The monitoring features for AWS are exposed through CloudWatch, and for GCP are exposed through Stackdriver. These can both provide basic dashboards but lack the real-time slice and dice needs of our team. So we use our own Metamarkets products to monitor the metrics coming off our machines. For logging we found that Stackdriver can provide some interesting information by having access to details at the load balancer level, but for the vast majority of our logging needs we export data to SumoLogic. Neither CloudWatch nor Stackdriver have the understanding of containerized services as a first-class assumption. As containerization orchestrators such as Mesos and Kubernetes gain more popularity, this is an area I’m hoping to see more innovation in down the line.

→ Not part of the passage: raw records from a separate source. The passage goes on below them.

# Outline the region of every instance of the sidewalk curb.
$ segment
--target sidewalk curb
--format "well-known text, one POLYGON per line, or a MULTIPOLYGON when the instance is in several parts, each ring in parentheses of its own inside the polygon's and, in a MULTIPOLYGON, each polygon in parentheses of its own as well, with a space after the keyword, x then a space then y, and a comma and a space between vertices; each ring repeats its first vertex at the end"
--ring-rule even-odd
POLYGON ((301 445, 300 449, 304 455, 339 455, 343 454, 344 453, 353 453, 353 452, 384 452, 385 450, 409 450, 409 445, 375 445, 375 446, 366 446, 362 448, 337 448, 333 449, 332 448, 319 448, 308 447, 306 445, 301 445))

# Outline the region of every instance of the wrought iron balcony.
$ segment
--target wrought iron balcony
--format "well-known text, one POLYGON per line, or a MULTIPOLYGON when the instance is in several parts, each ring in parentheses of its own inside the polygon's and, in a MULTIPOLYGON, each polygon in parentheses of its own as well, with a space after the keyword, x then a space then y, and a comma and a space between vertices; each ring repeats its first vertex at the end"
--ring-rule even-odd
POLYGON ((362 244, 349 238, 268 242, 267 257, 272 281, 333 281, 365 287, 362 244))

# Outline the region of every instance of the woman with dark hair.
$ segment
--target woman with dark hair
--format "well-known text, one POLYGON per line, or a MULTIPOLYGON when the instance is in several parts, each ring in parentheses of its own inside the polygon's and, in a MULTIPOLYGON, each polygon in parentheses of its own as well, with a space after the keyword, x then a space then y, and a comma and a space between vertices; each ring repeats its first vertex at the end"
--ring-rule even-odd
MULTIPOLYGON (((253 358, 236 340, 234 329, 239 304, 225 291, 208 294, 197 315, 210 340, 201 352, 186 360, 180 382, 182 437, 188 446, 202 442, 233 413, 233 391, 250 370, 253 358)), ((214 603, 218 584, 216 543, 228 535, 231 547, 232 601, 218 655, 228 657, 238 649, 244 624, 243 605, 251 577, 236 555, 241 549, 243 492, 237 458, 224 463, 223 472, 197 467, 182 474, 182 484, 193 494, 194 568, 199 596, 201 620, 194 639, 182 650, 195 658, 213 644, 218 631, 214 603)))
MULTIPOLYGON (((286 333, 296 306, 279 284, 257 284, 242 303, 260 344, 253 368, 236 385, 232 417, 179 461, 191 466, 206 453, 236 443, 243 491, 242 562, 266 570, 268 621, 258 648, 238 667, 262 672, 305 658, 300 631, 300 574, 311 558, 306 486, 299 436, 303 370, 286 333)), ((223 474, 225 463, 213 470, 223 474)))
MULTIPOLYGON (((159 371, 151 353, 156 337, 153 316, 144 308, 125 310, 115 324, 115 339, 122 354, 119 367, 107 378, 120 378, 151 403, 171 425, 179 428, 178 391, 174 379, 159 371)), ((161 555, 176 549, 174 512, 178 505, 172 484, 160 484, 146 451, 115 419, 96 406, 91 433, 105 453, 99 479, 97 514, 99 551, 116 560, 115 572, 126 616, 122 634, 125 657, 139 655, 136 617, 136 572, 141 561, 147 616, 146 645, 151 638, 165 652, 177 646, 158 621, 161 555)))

One of the odd aspects about GCP was that many of the features of interest for our use were pre-GA. This left us with a strange choice, where we had to determine if going with a pre-GA offering was more risky or less risky than developing an alternative in-house. It is worth noting that Gmail was in beta from 2004 to 2009, a hefty testing timeline. So a common question we would ask our account representative was “Is this real-beta or gmail-beta?” Most of the time, pre-GA items were determined to be more stable and reliable than what we could cook up as an alternative in a short time.
In general AWS has a higher quantity of more mature features, but the features GCP is publishing tend to come with less vendor lock. This also means that you can try-out the public versions of many of the GCP offerings without any spend on the GCP platform itself, which is very valuable to feed the natural curiosity of developers.
The AWS auto scaling groups function close to how we traditionally operate scaling needs. We don’t really use any auto-scaling capabilities, but use ASGs as a way to do instance accounting. Being able to modify the instance count in the UI is very handy. In GCP, the instance groups have a nasty side effect where you cannot leave the instance quantity unspecified in deployment manager, so it is very easy for one operator to scale an instance group, and another to push a different count through deployment manager.
The GCP web UI is a little more modern and feels snappier, though the recent updates to the AWS console are a huge improvement over the prior version. The in-browser SSH sessions in GCP are also very nice. For building instance templates themselves, the ability to just plop a file into GCS and use that as your instance root image is very handy feature for GCP.
At Metamarkets, we believe in the cloud. More specifically, we believe that one day soon people will think of servers the same way they think of circuits. Our technology investments are aimed at making the connectivity of data to insight completely seamless. By exercising the advantages of various cloud providers, Metamarkets is better positioned to adjust to a changing world and adapt our compute needs as the ravenous desire for data insight continues to grow.